Secondo il Consiglio di Stato, la retroattività della legge, sebbene non costituzionalmente preclusa nelle materie diverse da quella penale, rappresenta un’eccezione e, come tale, richiede una esplicita previsione che renda chiara ed univoca la scelta del legislatore, dovendosi, in mancanza di una previsione univoca, optare per l’interpretazione che esclude la retroattività, in conformità ai principi generali dell’ordinamento giuridico.

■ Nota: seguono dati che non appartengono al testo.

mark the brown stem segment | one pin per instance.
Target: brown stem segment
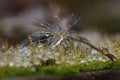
(87, 42)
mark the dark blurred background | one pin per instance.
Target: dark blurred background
(16, 16)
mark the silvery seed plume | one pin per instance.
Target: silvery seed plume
(62, 26)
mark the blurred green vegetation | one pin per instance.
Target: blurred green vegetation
(7, 71)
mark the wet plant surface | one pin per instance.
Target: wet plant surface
(66, 58)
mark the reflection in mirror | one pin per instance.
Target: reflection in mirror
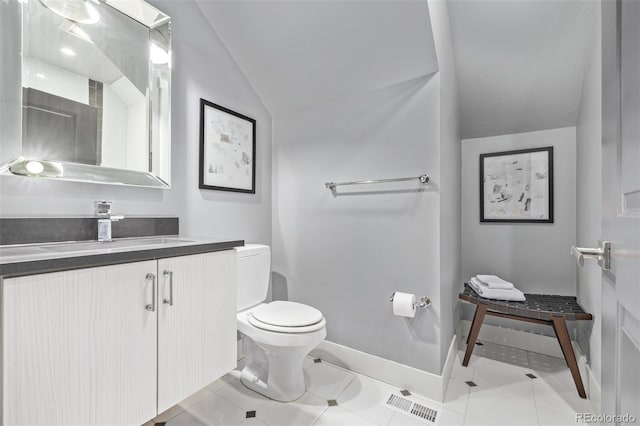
(95, 92)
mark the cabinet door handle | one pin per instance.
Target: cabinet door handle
(152, 306)
(169, 301)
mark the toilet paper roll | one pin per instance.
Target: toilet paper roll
(404, 304)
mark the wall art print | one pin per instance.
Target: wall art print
(227, 149)
(517, 186)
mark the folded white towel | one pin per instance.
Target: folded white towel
(493, 281)
(497, 293)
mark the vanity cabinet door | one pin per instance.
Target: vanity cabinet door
(197, 329)
(79, 347)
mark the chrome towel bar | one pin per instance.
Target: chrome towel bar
(424, 179)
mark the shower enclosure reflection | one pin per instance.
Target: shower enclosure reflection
(95, 80)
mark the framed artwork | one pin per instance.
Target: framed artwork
(227, 149)
(517, 186)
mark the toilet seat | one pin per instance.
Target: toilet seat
(287, 317)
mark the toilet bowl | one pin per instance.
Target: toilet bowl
(276, 336)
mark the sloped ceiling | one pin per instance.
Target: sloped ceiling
(300, 54)
(519, 63)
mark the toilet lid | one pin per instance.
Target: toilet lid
(287, 314)
(291, 330)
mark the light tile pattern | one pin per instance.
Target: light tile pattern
(504, 395)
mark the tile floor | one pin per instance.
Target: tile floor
(501, 386)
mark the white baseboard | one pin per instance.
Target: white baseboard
(448, 365)
(595, 392)
(421, 382)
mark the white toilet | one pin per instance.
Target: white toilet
(276, 336)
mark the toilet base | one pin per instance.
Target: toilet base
(275, 371)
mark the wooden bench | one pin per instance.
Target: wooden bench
(539, 309)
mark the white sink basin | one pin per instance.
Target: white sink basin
(115, 244)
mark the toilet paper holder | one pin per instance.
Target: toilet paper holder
(424, 302)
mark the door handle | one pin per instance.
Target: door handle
(602, 254)
(169, 301)
(152, 306)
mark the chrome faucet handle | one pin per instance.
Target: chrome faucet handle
(102, 208)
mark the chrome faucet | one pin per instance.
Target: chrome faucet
(105, 219)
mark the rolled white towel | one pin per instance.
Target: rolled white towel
(493, 281)
(497, 293)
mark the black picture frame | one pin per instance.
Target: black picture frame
(225, 164)
(529, 199)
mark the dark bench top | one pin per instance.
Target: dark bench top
(538, 306)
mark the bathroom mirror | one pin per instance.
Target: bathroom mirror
(93, 92)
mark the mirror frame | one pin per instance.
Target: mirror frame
(13, 163)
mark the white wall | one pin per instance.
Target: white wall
(347, 254)
(535, 257)
(114, 137)
(589, 197)
(202, 67)
(449, 185)
(57, 81)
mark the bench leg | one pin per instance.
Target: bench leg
(478, 318)
(560, 327)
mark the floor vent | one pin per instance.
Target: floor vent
(406, 406)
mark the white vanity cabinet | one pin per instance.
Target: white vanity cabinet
(92, 346)
(197, 329)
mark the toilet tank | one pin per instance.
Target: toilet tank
(253, 270)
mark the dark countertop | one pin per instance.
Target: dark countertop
(34, 262)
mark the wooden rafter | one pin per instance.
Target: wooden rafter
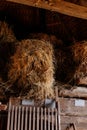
(63, 7)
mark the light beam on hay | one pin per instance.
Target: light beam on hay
(32, 69)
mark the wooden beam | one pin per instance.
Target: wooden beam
(63, 7)
(78, 92)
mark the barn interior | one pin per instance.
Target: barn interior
(64, 19)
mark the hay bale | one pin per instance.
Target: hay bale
(32, 70)
(72, 64)
(80, 75)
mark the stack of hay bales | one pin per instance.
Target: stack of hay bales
(72, 64)
(26, 66)
(31, 69)
(79, 51)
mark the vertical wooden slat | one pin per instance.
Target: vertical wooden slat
(15, 118)
(45, 119)
(30, 111)
(12, 118)
(41, 118)
(52, 110)
(48, 118)
(38, 112)
(9, 118)
(22, 120)
(56, 123)
(19, 114)
(26, 118)
(34, 118)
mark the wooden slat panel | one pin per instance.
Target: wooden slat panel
(61, 7)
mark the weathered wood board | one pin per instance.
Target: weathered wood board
(73, 111)
(62, 6)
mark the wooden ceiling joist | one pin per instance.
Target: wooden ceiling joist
(63, 7)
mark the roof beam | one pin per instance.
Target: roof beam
(63, 7)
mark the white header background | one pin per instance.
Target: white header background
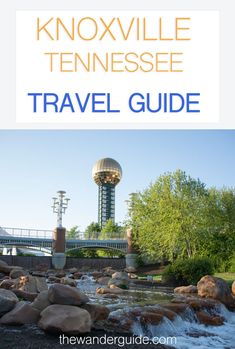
(8, 82)
(200, 64)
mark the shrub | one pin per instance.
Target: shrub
(187, 272)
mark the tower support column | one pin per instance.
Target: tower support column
(58, 246)
(132, 254)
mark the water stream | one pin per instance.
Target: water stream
(189, 333)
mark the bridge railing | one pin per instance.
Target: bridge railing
(31, 233)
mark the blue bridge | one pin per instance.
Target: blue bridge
(42, 240)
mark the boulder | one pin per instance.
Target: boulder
(53, 280)
(96, 274)
(207, 319)
(164, 312)
(177, 308)
(108, 271)
(120, 275)
(104, 290)
(16, 273)
(186, 289)
(2, 276)
(78, 275)
(68, 281)
(132, 276)
(130, 270)
(97, 311)
(121, 283)
(8, 301)
(60, 274)
(32, 284)
(110, 295)
(216, 288)
(27, 296)
(6, 269)
(63, 294)
(202, 303)
(8, 284)
(148, 318)
(41, 302)
(39, 273)
(73, 270)
(23, 313)
(103, 280)
(3, 267)
(65, 318)
(233, 288)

Il principio di irretroattività, invero, sebbene non costituzionalizzato fuori dalla materia penale:
  • rappresenta un principio generale dell’ordinamento, come si desume dall'art. 11 della Preleggi, che espressamente statuisce che la «legge non dispone che per l’avvenire: essa non ha effetto retroattivo»;
  • trova un suo fondamento ulteriore nei principi di tutela dell’affidamento e della certezza del diritto, la cui crescente importanza è confermata anche dalla giurisprudenza sovranazionale, tanto della Corte di giustizia quanto della Corte europea per la tutela dei diritti dell’uomo;
  • assume un rilievo ancora maggiore laddove la legge in ipotesi retroattiva consenta l’adozione di provvedimenti sostanzialmente ablatori, in grado di produrre nella sfera giuridica del privato effetti fortemente negativi.
Il testo della sentenza della Sezione Sesta del Consiglio di Stato n. 882 del 3 marzo 2016 è consultabile sul sito istituzionale della Giustizia Amministrativa.